On another legal front, the administration is examining what would be another enormous power play, that has critics warning of encroaching authoritarianism. White House deputy chief of staff Stephen Miller said last week officials were “actively looking” at suspending habeas corpus — the legal procedure that permits detained people to petition for their release in court. Miller threatened the move in an apparent attempt to pressure judges who use their own constitutional authority to check the executive branch. “A lot of it depends on whether the courts do the right thing or not,” Miller said.

When Trump arrives home Friday night, another aspect of his power will be tested — his capacity to force Republican lawmakers to enact his agenda. GOP negotiators are expected to work through the weekend on his “big, beautiful bill.”
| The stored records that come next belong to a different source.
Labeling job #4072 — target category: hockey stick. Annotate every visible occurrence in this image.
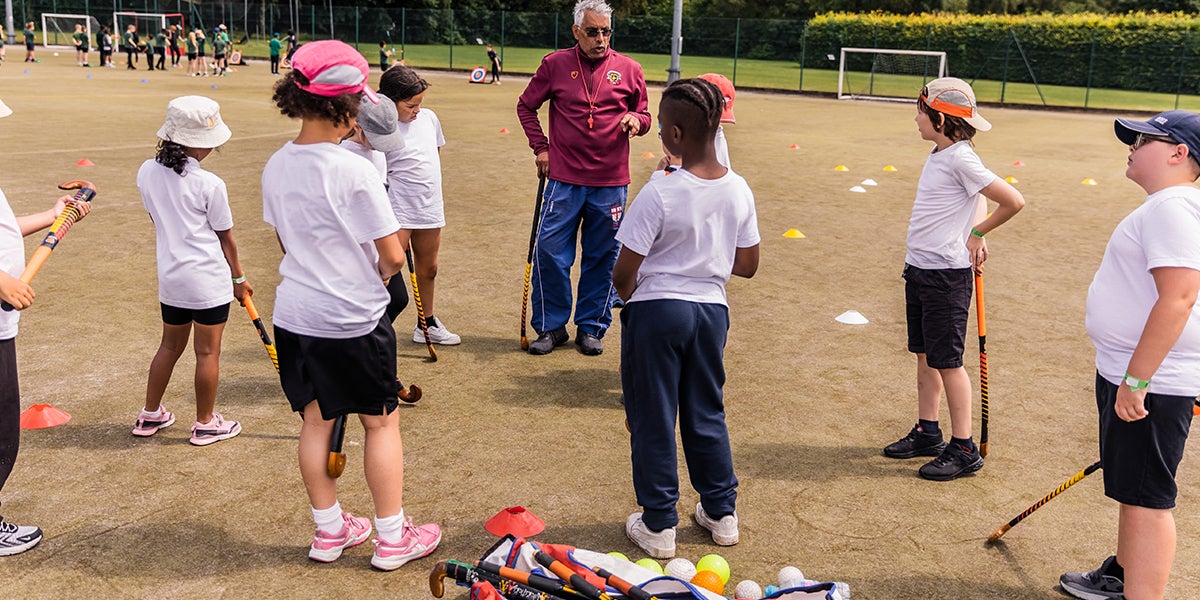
[244,296,280,373]
[521,175,546,350]
[404,246,438,362]
[533,550,612,600]
[988,461,1100,544]
[976,272,990,457]
[430,560,558,600]
[0,180,96,311]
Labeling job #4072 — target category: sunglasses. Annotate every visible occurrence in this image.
[1129,133,1178,150]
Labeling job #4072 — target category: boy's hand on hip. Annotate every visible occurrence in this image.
[1112,383,1150,422]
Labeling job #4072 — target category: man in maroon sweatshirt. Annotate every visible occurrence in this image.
[517,0,650,356]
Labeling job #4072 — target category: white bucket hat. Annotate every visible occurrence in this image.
[158,96,233,148]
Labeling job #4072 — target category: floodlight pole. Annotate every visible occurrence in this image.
[667,0,683,84]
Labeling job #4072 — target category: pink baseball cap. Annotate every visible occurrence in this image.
[292,40,379,104]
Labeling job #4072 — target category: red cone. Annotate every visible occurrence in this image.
[484,506,546,538]
[20,404,71,430]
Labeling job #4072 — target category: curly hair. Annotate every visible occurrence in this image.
[662,77,725,137]
[379,65,430,102]
[917,98,976,145]
[271,71,362,126]
[154,139,187,175]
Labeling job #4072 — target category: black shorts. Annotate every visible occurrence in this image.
[275,317,400,420]
[1096,373,1195,510]
[904,264,974,368]
[158,302,229,325]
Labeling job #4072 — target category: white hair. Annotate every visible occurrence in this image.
[575,0,612,26]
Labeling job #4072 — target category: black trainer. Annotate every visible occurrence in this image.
[529,328,570,355]
[917,444,983,481]
[1058,557,1124,600]
[883,425,946,458]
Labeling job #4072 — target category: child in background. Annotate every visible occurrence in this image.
[133,96,247,446]
[379,65,462,346]
[1058,110,1200,599]
[342,95,408,323]
[883,77,1025,481]
[612,78,760,558]
[269,31,283,74]
[0,97,91,557]
[263,40,442,570]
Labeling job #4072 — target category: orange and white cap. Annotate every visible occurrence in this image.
[920,77,991,131]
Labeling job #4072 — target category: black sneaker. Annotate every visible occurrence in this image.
[1058,557,1124,600]
[883,425,946,458]
[529,328,570,355]
[575,331,604,356]
[0,517,42,557]
[918,444,983,481]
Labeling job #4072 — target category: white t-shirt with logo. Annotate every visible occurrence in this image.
[0,190,25,340]
[386,108,446,229]
[904,140,997,269]
[1086,186,1200,396]
[137,157,233,310]
[263,142,400,340]
[617,169,760,306]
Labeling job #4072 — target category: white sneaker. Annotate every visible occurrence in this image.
[695,502,738,546]
[413,320,462,346]
[625,512,674,558]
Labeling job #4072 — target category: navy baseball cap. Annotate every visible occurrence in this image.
[1112,110,1200,162]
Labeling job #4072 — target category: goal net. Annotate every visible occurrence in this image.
[42,12,100,49]
[838,48,946,102]
[113,12,184,41]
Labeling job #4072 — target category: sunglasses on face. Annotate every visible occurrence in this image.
[1129,133,1178,150]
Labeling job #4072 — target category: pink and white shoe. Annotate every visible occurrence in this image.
[133,406,175,438]
[308,510,371,563]
[371,517,442,571]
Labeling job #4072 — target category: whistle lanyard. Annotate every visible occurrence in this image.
[575,52,608,130]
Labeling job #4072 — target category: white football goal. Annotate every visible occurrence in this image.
[838,48,946,102]
[113,12,186,40]
[42,12,100,49]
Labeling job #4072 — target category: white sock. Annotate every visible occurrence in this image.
[312,500,344,535]
[374,509,404,542]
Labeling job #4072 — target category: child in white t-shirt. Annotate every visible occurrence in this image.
[133,96,253,445]
[0,97,91,557]
[883,77,1025,481]
[612,78,760,558]
[263,40,442,570]
[379,65,462,346]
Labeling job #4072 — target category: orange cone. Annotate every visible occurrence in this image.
[484,506,546,538]
[20,404,71,430]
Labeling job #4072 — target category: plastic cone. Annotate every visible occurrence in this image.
[20,404,71,430]
[484,506,546,538]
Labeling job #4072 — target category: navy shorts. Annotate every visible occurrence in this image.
[1096,373,1195,510]
[275,316,400,420]
[158,302,229,325]
[904,264,974,368]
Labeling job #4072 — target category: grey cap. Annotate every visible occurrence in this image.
[359,94,404,152]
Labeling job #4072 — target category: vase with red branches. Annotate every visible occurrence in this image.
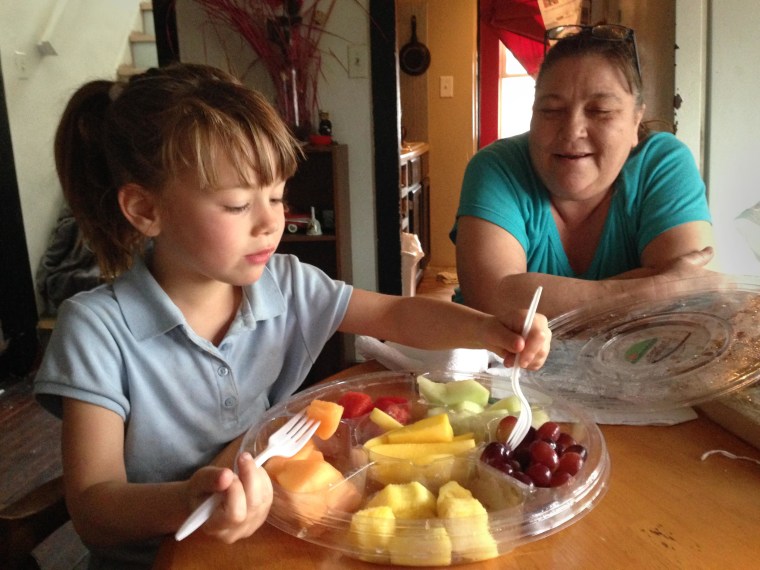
[195,0,337,139]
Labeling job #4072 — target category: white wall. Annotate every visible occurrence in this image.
[705,0,760,275]
[177,0,377,290]
[676,0,760,275]
[0,0,145,310]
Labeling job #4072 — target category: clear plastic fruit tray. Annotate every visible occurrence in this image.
[241,372,610,566]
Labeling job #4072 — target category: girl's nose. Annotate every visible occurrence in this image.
[251,201,285,235]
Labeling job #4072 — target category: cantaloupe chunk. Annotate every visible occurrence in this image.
[306,400,343,440]
[275,458,343,493]
[264,440,324,479]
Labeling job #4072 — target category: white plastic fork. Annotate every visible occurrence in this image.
[174,411,320,541]
[507,287,544,449]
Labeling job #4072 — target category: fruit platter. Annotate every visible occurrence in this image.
[241,372,610,566]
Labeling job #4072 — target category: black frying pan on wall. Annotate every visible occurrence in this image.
[399,16,430,75]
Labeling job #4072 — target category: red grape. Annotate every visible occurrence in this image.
[549,471,573,487]
[530,439,559,471]
[565,443,588,461]
[525,463,552,487]
[536,422,560,442]
[480,416,588,487]
[480,441,510,470]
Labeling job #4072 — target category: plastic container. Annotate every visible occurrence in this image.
[526,276,760,413]
[242,372,610,566]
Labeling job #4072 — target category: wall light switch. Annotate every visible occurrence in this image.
[348,44,369,77]
[441,75,454,97]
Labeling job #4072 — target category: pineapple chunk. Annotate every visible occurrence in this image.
[388,526,451,566]
[367,481,436,519]
[385,414,454,443]
[369,439,475,465]
[349,505,396,562]
[436,481,499,561]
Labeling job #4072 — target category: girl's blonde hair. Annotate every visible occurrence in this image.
[55,64,302,280]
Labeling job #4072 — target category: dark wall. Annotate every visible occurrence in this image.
[0,57,38,380]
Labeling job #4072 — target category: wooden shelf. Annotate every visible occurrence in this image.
[278,144,353,386]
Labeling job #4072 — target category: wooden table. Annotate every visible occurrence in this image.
[154,363,760,570]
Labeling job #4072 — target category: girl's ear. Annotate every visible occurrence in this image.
[119,183,161,237]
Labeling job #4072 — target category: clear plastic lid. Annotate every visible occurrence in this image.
[531,277,760,412]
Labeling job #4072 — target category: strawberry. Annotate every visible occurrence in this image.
[338,392,373,419]
[375,396,411,425]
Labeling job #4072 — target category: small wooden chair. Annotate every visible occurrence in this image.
[0,476,69,570]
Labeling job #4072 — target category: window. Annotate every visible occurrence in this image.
[499,42,536,138]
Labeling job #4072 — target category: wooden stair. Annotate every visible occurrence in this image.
[116,2,158,81]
The measure contains many of Trump’s top legislative priorities, including huge tax cuts, plans to expand energy production and hiking defense spending. Trump is also seeking steep reductions in public spending, but to make the numbers add up, Republicans are seeking to curb Medicaid and food stamp programs — a strategy that could end up hurting many Trump voters.

The expectation is that House Speaker Mike Johnson will eventually squeeze the measure through with his tiny House majority because Trump wants it so badly and because the president maintains a dominant hold over GOP voters who pressure lawmakers in their districts. And no president’s power is ever as potent as in the early months of his term.

But a tough path awaits the bill in the Senate.

Trump’s best, and perhaps only, chance for a substantial second-term legislative legacy depends on his power to make GOP lawmakers do what he wants. His ambitious bid to remake global political and trading systems in his own image will depend on similar attempts to coerce other world leaders.